Wide and narrow (sometimes un-stacked and stacked, or wide and tall) are terms used to describe two different presentations for tabular data.[1] [2]
Wide, or unstacked data is presented with each different data variable in a separate column.
Person | Age | Weight | Height | |
---|---|---|---|---|
Bob | 32 | 168 | 180 | |
Alice | 24 | 150 | 175 | |
Steve | 64 | 144 | 165 |
See also: Entity–attribute–value model. Narrow, stacked, or long data is presented with one column containing all the values and another column listing the context of the value
Person | Variable | Value | |
---|---|---|---|
Bob | Age | 32 | |
Bob | Weight | 168 | |
Bob | Height | 180 | |
Alice | Age | 24 | |
Alice | Weight | 150 | |
Alice | Height | 175 | |
Steve | Age | 64 | |
Steve | Weight | 144 | |
Steve | Height | 165 |
This is often easier to implement; addition of a new field does not require any changes to the structure of the table, however it can be harder for people to understand.

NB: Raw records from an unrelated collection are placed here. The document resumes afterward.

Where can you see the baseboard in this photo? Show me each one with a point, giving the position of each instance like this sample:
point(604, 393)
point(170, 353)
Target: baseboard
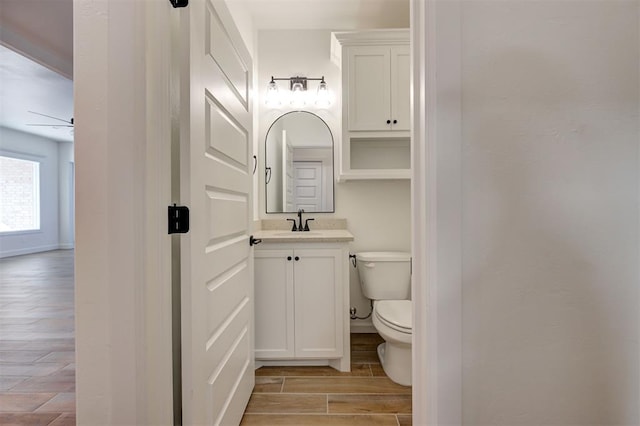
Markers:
point(30, 250)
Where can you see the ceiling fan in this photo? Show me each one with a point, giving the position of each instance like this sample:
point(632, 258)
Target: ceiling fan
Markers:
point(67, 123)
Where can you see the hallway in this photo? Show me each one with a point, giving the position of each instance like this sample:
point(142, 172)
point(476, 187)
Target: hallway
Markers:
point(37, 343)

Many statistical and data processing systems have functions to convert between these two presentations, for instance the R programming language has several packages such as the tidyr package. The pandas package in Python implements this operation as "melt" function which converts a wide table to a narrow one. The process of converting a narrow table to wide table is generally referred to as "pivoting" in the context of data transformations. The "pandas" python package provides a "pivot" method which provides for a narrow to wide transformation.